Zuccarini, 44, says that on July 1, a customer used the live chat function on Fleur du Mal’s website to share a link to a Victoria’s Secret page offering products that closely resembled the Lily designs. After that, Fleur du Mal continued receiving similar chats, emails and direct messages on social media alerting them to look-alike designs, and before long, others started noticing the collection in the store windows of Victoria’s Secret and in its print and television campaigns. The added blow? Zuccarini worked for Victoria’s Secret as its design director from 2008 to 2011.
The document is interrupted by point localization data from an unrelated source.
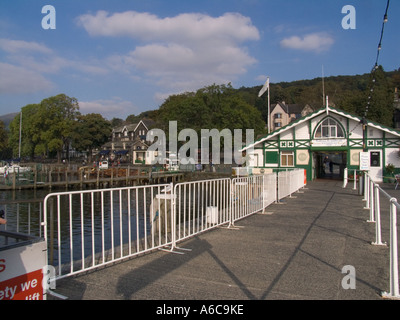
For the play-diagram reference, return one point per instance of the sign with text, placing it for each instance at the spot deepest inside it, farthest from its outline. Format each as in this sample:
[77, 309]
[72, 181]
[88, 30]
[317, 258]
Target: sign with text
[21, 272]
[364, 161]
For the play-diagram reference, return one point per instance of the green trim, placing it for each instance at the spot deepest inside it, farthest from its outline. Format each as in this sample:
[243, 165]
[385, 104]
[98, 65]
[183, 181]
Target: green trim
[320, 123]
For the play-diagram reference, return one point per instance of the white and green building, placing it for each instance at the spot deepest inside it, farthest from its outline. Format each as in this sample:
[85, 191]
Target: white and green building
[324, 143]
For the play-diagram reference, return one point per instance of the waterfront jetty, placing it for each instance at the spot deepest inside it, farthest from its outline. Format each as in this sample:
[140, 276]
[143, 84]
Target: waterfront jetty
[41, 176]
[297, 251]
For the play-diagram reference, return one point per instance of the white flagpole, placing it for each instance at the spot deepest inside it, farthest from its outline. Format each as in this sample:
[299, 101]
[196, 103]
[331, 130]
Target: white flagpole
[262, 91]
[269, 111]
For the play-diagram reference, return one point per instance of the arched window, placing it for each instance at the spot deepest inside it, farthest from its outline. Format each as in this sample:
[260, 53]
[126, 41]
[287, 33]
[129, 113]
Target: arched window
[329, 128]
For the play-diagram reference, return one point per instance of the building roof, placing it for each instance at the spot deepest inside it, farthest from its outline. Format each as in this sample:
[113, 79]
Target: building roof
[317, 113]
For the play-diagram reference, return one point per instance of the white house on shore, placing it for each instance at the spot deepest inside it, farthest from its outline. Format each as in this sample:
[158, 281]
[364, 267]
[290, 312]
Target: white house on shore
[325, 142]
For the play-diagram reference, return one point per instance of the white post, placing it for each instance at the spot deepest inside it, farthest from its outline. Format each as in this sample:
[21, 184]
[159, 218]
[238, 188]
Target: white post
[394, 272]
[366, 193]
[345, 177]
[371, 203]
[378, 235]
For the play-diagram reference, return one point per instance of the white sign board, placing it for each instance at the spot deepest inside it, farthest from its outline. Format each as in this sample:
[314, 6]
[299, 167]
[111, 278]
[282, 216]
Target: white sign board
[364, 161]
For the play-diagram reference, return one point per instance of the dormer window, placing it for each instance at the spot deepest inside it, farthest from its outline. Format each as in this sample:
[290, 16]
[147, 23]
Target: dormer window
[329, 128]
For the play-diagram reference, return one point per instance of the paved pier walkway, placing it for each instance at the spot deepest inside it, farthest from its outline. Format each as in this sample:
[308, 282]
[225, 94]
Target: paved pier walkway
[295, 252]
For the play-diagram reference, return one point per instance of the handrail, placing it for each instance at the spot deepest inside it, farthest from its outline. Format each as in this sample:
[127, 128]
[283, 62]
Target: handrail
[372, 191]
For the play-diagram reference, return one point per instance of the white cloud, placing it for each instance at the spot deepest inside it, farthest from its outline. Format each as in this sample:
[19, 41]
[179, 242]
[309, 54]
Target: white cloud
[188, 27]
[108, 108]
[316, 42]
[15, 46]
[180, 53]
“Jennifer definitely has grounds to sue the panties off of them, if you will,” says Susan Scafidi, the founder and director at the Fordham Law School’s Fashion Law Institute. Until a couple years ago, Scafidi says, Zuccarini’s claim would have probably focused primarily on the lace pattern, but in 2017, the Supreme Court ruled in Star Athletica v. Varsity Brands that two-dimensional patterns were copyrightable. “In the case of the bra, we have a longline bra with triangles, flowers and blocks of semisolid color on the mesh sides—so overall, we have a two-dimensional copyrightable pattern,” she says. “The same is true on the panties.” Whether or not Zuccarini has registered her copyrights, she has a case. (Copyrights can take a number of months to be granted, she says, and cost $75.)